On the surface, Rachael Palmer and her husband Richard appear to own the typical insurance broking business. Based on the high street in Clitheroe,
Lancashire, Eden Insurance Services has just four members of staff and focuses on commercial business and personal lines – in Rachael’s words “if you name it, we will insure it.”
Sadly, however, it is these typical businesses that appear to have been stung the hardest by the SSP outage and the ongoing issue of getting brokers back online.
“We have our emails linked up to our phone and we thought ‘we haven’t had any emails this weekend, that’s really strange’,” said Rachael Palmer in an exclusive interview with
Insurance Business UK, recounting the events of the weekend of August 26. “Then we came in on the Tuesday morning after the Bank Holiday and found nothing worked.”
Palmer declares she has “definitely lost business” over the outage and adds that she “doesn’t believe for a second” that 90% of brokers are now back online. However, the most disappointing aspect of this stressful time has been the lack of communication.
“There was nothing on their website straight away,” she said. “It was only when I rang up and asked why I couldn’t log in that I heard a message on their answering service saying there’d been a power outage, ‘we’re working on it and we’ll let you know’.
“At the start you got an email twice a day but they faded out. You ring someone and try and get hold of somebody and you’re waiting 40mins before you get through. I appreciate everyone is trying to ring and get information but those patronising emails from Lawrence are just ridiculous, as is the fact that no-one from SSP has actually called and said ‘we know, we’re sorry, but we’re working on it and you matter’. If I treated my customers the way that I have been treated by SSP I wouldn’t have any customers.”
For Palmer, however, the problems with SSP far outdate the recent outage. Eden Insurance made the switch to the Pure system several years ago and she points to a host of problems ever since.
“For the first 12 months it was an absolute nightmare,” she said.
“Nothing worked, essentially. I’ve had people from Premium Credit ringing me and asking me how to do something on the SSP system.
“The finance integration didn’t work, it’s so complicated to set up your own risk screens, and unless you know how to do double entry book-keeping it’s very complicated to manage accounts. I do all my accounts manually – I wouldn’t want SSP to have control of that.”
Palmer believes that SSP’s focus is on larger brokers and that there is a lack of support for companies like her own that are smaller and work on the high street.
“They were angling things towards companies like
Swinton,” she said. “I don’t know if
Swinton are still on the system, but as an example if they wanted something they would get it and there were no conversations with brokers like ‘how would you feel about this if we changed it from A to B’. We are not the ones giving them vast quantities of money at the end of the month.

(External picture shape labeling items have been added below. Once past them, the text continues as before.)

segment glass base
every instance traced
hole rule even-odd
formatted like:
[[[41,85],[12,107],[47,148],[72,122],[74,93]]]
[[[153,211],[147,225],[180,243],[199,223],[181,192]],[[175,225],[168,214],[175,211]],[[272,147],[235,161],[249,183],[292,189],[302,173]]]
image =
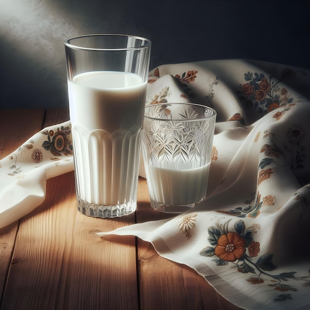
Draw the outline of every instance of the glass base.
[[[82,214],[93,217],[118,217],[134,212],[137,207],[137,201],[133,200],[116,206],[103,206],[91,204],[77,198],[77,209]]]
[[[180,214],[184,213],[194,207],[198,203],[191,204],[190,205],[165,205],[161,203],[157,203],[151,201],[151,206],[156,211],[163,212],[164,213],[171,213]]]

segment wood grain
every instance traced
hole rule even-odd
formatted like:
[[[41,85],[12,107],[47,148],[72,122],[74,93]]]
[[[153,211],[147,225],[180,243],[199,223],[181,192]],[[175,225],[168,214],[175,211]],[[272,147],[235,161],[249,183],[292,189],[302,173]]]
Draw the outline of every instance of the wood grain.
[[[44,115],[43,110],[0,109],[0,158],[9,155],[40,130]],[[0,304],[18,228],[16,221],[0,229]]]
[[[67,109],[0,110],[0,158]],[[150,206],[139,179],[135,214],[94,218],[77,210],[73,172],[48,180],[44,202],[0,230],[0,310],[238,309],[187,266],[163,258],[133,236],[96,232],[168,218]]]

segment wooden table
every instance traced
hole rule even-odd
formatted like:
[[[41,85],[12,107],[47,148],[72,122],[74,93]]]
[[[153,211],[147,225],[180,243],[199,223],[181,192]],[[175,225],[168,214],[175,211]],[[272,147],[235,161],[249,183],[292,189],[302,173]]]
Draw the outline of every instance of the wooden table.
[[[0,158],[68,119],[65,109],[0,109]],[[171,216],[151,207],[145,179],[139,180],[135,213],[101,219],[77,210],[74,178],[72,172],[49,180],[43,203],[0,229],[1,310],[238,309],[149,243],[96,234]]]

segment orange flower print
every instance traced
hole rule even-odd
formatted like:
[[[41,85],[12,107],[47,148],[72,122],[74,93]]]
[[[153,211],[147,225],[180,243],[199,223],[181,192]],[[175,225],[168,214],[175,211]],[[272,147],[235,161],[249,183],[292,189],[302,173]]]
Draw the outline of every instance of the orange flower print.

“We once got an email from Premium Credit saying SSP are increasing your rates by 0.25% - SSP didn’t tell me that. So if we used the integrated system we were going to get charged more. So we said forget that, we’ll just do it with the finance house so we don’t get charged the difference. Everywhere they’re trying to cut down – even having to pay for registration look-ups for vehicles and postcodes and things like that is just obscene in my mind.
“They are not doing anything to support local brokers or to make the system more user-friendly.”
Despite this, Palmer plans to stay with SSP pointing to the difficulties with the migration of data, the overall cost and the problems with training staff on a new system as the reasons to stick with “the devil you know”.
However, she firmly believes that SSP needs to take action to ensure that brokers are compensated for what has happened over the last month as she is still unable to fully access her system even though she can now get into client records again.
“As an absolute minimum there should be no charge at all for September,” she said. “But they have to do more than that. I could try to put a monetary value on the business I have lost – but it’s so hard to do.
“Certainly though, they have to be in with the FCA and taking absolute responsibility so there is no comeback on brokers.”